Three convicted over teen killing

Three convicted over teen killing
Three teenagers have been convicted of killing Stockholm teenager Riccardo Campogiani in an attack outside a Kungsholmen party venue last autumn.

The trio, who were all sixteen at the time of the killing last October, were convicted of serious assault and manslaughter and sentenced to three years’ youth detention. A fourth boy was cleared of all charges. A fifth boy was convicted of incitement to commit assault and was sentenced to serve a period in youth detention.

The violent circumstances of Campogiani’s death led to nationwide protests against street violence in the weeks following the killing.

The assault took place on the night of 5th October, when Campogiani came to blows with another boy. Prosecutors said that Campogiani was hit by the other boy, after which he retaliated.
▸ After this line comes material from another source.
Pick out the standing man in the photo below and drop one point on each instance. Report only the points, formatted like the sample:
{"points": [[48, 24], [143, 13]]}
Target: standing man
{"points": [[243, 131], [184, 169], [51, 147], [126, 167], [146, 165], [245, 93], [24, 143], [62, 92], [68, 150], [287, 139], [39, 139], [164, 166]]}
Campogiani then ran away from the scene, but he was followed by a group of youths. At Kungsholmens Hamnplan he was hit again and fell to the ground. A number of the teenagers who had followed him kicked Campogiani on his head and upper body as he lay on the ground.

Campogiani’s heart had stopped beating by the time the ambulance arrived. Doctors managed to restart his heart after he arrived at hospital, but later diagnosed massive brain haemmoraging. The teenager died less than two days after being admitted to hospital.

A week after the attack, 10,000 people gathered in Stockholm’s Kungsträdgården to demonstrate against street violence. Smaller demonstrations were held elsewhere in Sweden.

Prosecutor Jens Nilsson had argued that all four boys should be convicted for murder. He told the court that the four boys had acted jointly in killing Campogiani and demanded they receive the maximum sentence of four years’ detention.

The fifth boy was convicted for assaulting Campogiani and another teenager at an earlier stage in the fight. He was also prosecuted for encouraging his friends to attack Campogiani.

All those prosecuted in the case claimed to be innocent and argued that they should be acquitted.